All this occurred within 30 minutes of the insert. During the remainder of the initial day of insert, rescue attempts were made to recover the WIA. Early morning of the second day, the remainder of the Hatchet Force members were picked up.
To read the story of how SFC Charles F WILKLOW, shot in the leg, crawled right into an NVA camp and survived, I suggest John Plaster’s book “SOG: The Secret Wars of America’s Commandos in Vietnam”.
SFC Dexter: Silver Star Citation: For gallantry in action while engaged in military operations involving conflict with an armed hostile force in the Republic of Vietnam: Sergeant First Class Dexter distinguished himself by exceptionally valorous actions on 3 Jun 1967 while serving as a Special Forces advisor to a Vietnamese squad on a combat operations deep in hostile territory. While serving as point element for the company as it moved through dense jungles, his squad was savagely attacked by a numerically superior Viet Cong force firing from well-established and concealed positions. Sergeant Dexter was seriously wounded in the initial assault, but refused aid and deployed his men for an attack on the enemy positions. Receiving withering fire, he led a furious charge into the face of the hostile weapons and relieved the pressure on the rest of the company. His fierce attack completely disorganized the Viet Cong and forced them to flee, but he ignored his own safety and led a pursuit of the routed insurgents. While being evacuated later in the day, his helicopter was shot down by intense enemy ground fire and crashed in the midst of hostile forces. Heedless of hand grenades and rifle fire pouring into the ship, he organized the wounded and directed their withdrawal to the friendly perimeter. He was wounded again while moving from the helicopter but stayed behind and fought furiously to cover the movement and evacuation of his men to safety. Sergeant First Class Dexter’s gallantry in action was in keeping with the highest traditions of the military service and reflect great credit upon himself, his unit, and the United States Army.
SFC Laney Silver Star citation: For gallantry in action while engaged in military operations involving conflict with an armed hostile force in the Republic of Vietnam: Sergeant First Class Laney distinguished himself by exceptionally valorous actions on 3 June 1967 while serving as Special Forces advisor to a Vietnamese company during a search and destroy mission deep in hostile territory.

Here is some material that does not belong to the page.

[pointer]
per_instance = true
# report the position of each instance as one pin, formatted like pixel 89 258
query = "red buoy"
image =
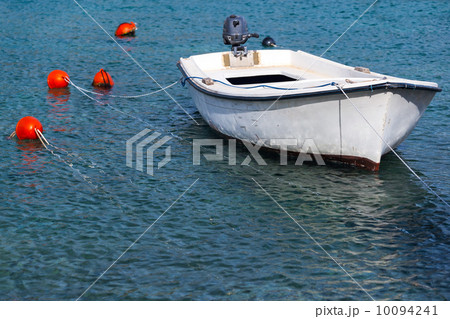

As the friendly unit moved toward a dry steam bed, it was ambushed by Viet Cong Sergeant Laney immediately fired on the insurgents suspected positons and enabled his squad to move from the enemy ambush. He was wounded by enemy fire but led his men up the opposite side of the stream bed and placed them into positions from which they could cover the rest of the company. His clearheaded actions prevented the Viet Cong from inflicting numerous casualties in the ambush. Indifferent to his wound, Sergeant Laney led his men to a landing zone later in the afternoon and boarded a Chinook helicopter. While he was treating the wounded during takeoff, the helicopter was shot down by intense enemy fire. Sergeant Laney directed his men to exit the aircraft and he elected to remain behind to cover their escape. He enabled his men to reach the safety of a friendly perimeter. Sergeant First Class Laney’s gallantry in action was in keeping with the highest traditions of the military service and reflect great credit upon himself, his unit, and the United States Army.